Italian writer, educator and translator (born 1971)

Guia Risari (14 August 1971) is an Italian writer, educator and translator.

== Biography ==
Born in Milan, Guia Risari graduated from the Liceo Parini in 1990. She went on to study Ethics at university, getting her degree in 1995 with a thesis on Jean Améry, at the same time working as a journalist for l'Unità and as an educationalist; she also took part as a volunteer in the humanitarian mission at the refugee camp of Klana.

Risari then took up an in-depth study of antisemitism, getting a master's degree in "Modern Jewish Studies" in 1997 from the University of Leeds. Beginning in 1998, she spent a long period in France to continue her studies in Montpellier, Toulouse and Paris. Between 1999 and 2008 she divided her time between the Sorbonne and Sapienza University of Rome. In the same period, she worked as a librarian, teacher, translator, journalist, writer and lecturer, while never abandoning her work as a volunteer.

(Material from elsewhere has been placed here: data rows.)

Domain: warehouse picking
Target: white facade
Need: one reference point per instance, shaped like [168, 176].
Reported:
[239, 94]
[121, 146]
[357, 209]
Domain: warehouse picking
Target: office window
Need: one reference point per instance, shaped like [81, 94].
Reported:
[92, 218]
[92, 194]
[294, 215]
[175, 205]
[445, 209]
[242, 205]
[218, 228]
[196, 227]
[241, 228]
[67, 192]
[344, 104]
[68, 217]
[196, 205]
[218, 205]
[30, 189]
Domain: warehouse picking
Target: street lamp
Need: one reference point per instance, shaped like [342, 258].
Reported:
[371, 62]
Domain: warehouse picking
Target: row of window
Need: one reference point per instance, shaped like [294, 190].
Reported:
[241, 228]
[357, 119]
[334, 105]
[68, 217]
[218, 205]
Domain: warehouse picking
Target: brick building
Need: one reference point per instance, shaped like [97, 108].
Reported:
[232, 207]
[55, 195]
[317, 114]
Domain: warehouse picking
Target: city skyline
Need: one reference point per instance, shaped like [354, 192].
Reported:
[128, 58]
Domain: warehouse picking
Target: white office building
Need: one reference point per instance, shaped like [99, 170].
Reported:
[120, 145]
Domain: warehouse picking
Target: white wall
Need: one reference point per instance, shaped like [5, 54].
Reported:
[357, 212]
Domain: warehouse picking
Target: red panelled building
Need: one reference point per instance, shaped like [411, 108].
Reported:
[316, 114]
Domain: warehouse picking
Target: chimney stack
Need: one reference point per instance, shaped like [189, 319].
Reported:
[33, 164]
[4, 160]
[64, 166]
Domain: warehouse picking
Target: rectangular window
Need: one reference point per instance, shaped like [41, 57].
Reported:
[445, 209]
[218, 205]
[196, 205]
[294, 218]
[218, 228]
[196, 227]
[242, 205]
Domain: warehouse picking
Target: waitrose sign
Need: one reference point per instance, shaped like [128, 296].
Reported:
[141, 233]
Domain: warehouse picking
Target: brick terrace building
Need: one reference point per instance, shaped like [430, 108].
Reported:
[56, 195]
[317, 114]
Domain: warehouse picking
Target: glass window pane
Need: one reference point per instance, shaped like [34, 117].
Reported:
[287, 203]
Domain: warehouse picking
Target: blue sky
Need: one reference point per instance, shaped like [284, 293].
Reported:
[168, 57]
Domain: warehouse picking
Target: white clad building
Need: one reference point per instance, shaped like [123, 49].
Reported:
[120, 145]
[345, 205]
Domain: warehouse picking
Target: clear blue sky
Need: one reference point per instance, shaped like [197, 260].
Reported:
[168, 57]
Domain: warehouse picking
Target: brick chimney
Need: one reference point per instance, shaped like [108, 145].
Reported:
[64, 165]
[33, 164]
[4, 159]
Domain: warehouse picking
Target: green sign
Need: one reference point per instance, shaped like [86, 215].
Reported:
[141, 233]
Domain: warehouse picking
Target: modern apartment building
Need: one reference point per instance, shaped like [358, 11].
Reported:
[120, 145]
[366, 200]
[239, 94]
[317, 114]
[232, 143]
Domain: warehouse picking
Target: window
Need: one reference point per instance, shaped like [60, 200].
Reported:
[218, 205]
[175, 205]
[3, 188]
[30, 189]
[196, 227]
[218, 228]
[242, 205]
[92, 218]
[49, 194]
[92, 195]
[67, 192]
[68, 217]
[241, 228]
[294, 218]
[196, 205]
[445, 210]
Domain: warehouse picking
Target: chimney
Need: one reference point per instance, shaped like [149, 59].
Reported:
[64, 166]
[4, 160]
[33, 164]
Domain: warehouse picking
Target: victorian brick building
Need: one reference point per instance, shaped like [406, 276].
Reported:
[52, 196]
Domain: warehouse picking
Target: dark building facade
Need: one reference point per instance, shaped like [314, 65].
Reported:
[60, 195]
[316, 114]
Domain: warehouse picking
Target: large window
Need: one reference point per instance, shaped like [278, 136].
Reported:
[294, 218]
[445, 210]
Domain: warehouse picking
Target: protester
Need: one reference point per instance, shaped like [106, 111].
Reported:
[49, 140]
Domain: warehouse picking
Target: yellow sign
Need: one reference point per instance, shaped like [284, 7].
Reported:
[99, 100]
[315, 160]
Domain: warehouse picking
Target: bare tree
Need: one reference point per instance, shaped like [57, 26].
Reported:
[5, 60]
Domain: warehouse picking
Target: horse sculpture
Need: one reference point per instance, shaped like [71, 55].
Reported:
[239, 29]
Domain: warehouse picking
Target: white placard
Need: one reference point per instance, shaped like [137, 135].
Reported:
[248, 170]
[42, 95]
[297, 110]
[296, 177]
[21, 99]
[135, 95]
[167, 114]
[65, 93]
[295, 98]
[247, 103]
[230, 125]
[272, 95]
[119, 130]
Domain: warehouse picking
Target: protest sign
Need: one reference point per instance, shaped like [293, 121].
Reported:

Guia Risari is often the translator of her own works, which are published in various languages. Her studies, along with Surrealism, a sensitivity towards minorities and her regard for children are all re-elaborated in her writing, to which she has devoted herself since 2001.

== Literary works ==
With the exception of her translations and essays, Guia Risari’s writings are usually accompanied by illustrations created by different artists: for example, the colors of Elisa Macellari for Il decamerino or Cecco Mariniello for Pane e oro and La macchina di Celestino, the collages of Marc Taeger for Achille il puntino, or the pencil drawings of Arianna Floris for La porta di Anna.

Il pesce spada e la serratura is illustrated by Altan and recalls the Surrealistic game of exquisite corpses.

Il taccuino di Simone Weil is accompanied by the illustrations of Pia Valentinis. The novel tells the true story of Simone Weil and the historical scenario in which she lived, in the form of an imaginary diary. Published in an artisan printing house, and furnished with a bookmark, the volume is presented in the style of a real diary: the pages are "in natural paper made of cotton fibres” and the binding is held together with elastic.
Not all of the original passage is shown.